Bringing to light never before seen letters of Ruttie Jinnah, the book brings to life the extraordinary culture of Bombay under the Raj as well as the communal conflict in India that was bubbling under the facade of Hindu Muslim amity men like Jinnah worked so hard to create. Reading this book as I did in Pakistan of 2017, where the High Courts sit in judgment over whether people should be allowed to celebrate Valentine’s Day or not, the eventful romance of the love story of Jinnah and Ruttie in Bombay at its most cosmopolitan seems entirely alien and distant. The author poignantly wonders whether Jinnah would have gone “communal”, had Ruttie not passed away so early. Something must have shifted tectonically in 18 years between Ruttie’s untimely death in 1929 and the creation of Pakistan in 1947.

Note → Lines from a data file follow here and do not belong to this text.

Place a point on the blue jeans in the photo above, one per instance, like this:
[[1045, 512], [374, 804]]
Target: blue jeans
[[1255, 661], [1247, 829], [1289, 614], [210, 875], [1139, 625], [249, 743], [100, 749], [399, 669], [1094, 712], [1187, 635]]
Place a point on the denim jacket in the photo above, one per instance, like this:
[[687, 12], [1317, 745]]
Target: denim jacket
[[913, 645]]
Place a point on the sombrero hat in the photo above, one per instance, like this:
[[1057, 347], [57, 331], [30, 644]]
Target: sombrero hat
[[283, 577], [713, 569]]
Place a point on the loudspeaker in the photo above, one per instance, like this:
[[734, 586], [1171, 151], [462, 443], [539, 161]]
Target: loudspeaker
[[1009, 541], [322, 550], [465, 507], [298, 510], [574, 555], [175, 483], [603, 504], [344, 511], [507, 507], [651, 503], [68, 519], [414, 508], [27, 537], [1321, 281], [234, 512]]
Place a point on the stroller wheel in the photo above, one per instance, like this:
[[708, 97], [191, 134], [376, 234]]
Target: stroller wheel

Many great books have been written about Jinnah, his life and his politics, by Indians, Pakistanis and others. Yet this continuing fascination with his life, seven decades after his death, shows that the seminal biography of Jinnah, one that is written impartially and without any agenda, is still awaited; a book that can truly make sense of what it was that caused an apparent about face in Jinnah’s outlook. The personal, as they say, is political. Those who write about partition often overlook the fundamental fact that there is always a backstory to the story that ultimately unfolds. All we have are glimpses into the eventful life of one of 20th century’s most fascinating figures. For us in Pakistan, wrought as we are with our modern troubles with identity, religion and terrorism, perhaps such a biography would help us resolve some of these perennial problems. Some might argue that a lot of water has passed under the bridge, but it is still that man’s picture that adorns our halls of government and our currency notes. May he still lead us out of our current morass. Long live Jinnah.